Interestingly enough, the Cochrane Collaboration, well known for its objectivity and the quality of its systematic reviews, concluded that “melatonin is remarkably effective in preventing or reducing jet lag”, becoming more effective the greater the number of time zones one travels through3. Meanwhile, a 2006 review showed no evidence for melatonin influencing sleep onset latency in people with secondary sleep disorders (in which the insomnia is due to a mental or physical problem) or in individuals experiencing sleep restriction (such as shift workers)4. A very recent review looking at 19 studies (a total of 1683 participants) showed that, in people with primary insomnia, the time to fall asleep was reduced by 4.37 to 9.75 minutes with exogenous melatonin, an effect the authors characterized as “significant”, although I fail to see how falling asleep up to 10 minutes faster represents a victory5. Statistical significance (with a p value below 0.05) is clearly acknowledged as the first hurdle to overcome in scientific publishing, so much so that clinical significance and common sense can get thrown out the window.

For what it is worth, the use of exogenous melatonin does seem to be relatively safe, in the short term at least. In very high doses, it could create a hangover and may even desensitize melatonin receptors, thus leading to more insomnia. The Cochrane review suggests that exogenous melatonin’s effect on people suffering from epilepsy and its potential interaction with warfarin, a clot formation inhibitor, should be investigated. Other than that, melatonin seems safe. Its impact on sleep in people suffering from insomnia or shift work does however seem to be minimal at best. Many studies have shown no effect at all; when there is improvement, it is incredibly mild.

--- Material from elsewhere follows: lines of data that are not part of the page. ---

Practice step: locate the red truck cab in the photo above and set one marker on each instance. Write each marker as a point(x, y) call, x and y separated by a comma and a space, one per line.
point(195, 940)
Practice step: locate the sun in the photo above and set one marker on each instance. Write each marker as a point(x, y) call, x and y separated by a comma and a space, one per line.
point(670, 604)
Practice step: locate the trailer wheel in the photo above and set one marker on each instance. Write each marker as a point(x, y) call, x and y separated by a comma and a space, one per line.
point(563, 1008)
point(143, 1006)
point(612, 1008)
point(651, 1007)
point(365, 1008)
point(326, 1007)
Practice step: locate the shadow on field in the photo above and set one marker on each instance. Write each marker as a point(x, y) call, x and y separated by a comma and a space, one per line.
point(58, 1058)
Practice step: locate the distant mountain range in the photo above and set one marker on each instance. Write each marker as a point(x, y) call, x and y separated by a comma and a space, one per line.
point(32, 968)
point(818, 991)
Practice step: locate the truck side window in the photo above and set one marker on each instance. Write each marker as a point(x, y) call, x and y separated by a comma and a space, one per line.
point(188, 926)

Given the present data, I fail to see how melatonin could be of use to people suffering from insomnia or shift work. It may be easily available but, if it doesn’t work, it’s wasted money.


(Feature picture by RobArthur2908)


1. Buscemi N, Vandermeer B, Pandya R, Hooton N, Tjosvold L, Hartling L, Baker G, Vohra S, Klassen T. 2004. Melatonin for treatment of sleep disorders. Evid Rep Technol Assess (Summ) (108):1-7. Text available here.

2. Brzezinski A1, Vangel MG, Wurtman RJ, Norrie G, Zhdanova I, Ben-Shushan A, Ford I. 2005. Effects of exogenous melatonin on sleep: a meta-analysis. Sleep Med Rev 9(1):41-50. Text available here.

3. Herxheimer A, Petrie KJ. 2002. Melatonin for the prevention and treatment of jet lag. Cochrane Database of Systematic Reviews, Issue 2. Art. No.: CD001520. DOI: 10.1002/14651858.CD001520.

4. Buscemi N1, Vandermeer B, Hooton N, Pandya R, Tjosvold L, Hartling L, Vohra S, Klassen TP, Baker G. 2006. Efficacy and safety of exogenous melatonin for secondary sleep disorders and sleep disorders accompanying sleep restriction: meta-analysis. BMJ 18;332(7538):385-93. Text available here.

5. Ferracioli-Oda E1, Qawasmi A, Bloch MH. 2013. Meta-analysis: melatonin for the treatment of primary sleep disorders. PLoS One 17;8(5):e63773. Text available here.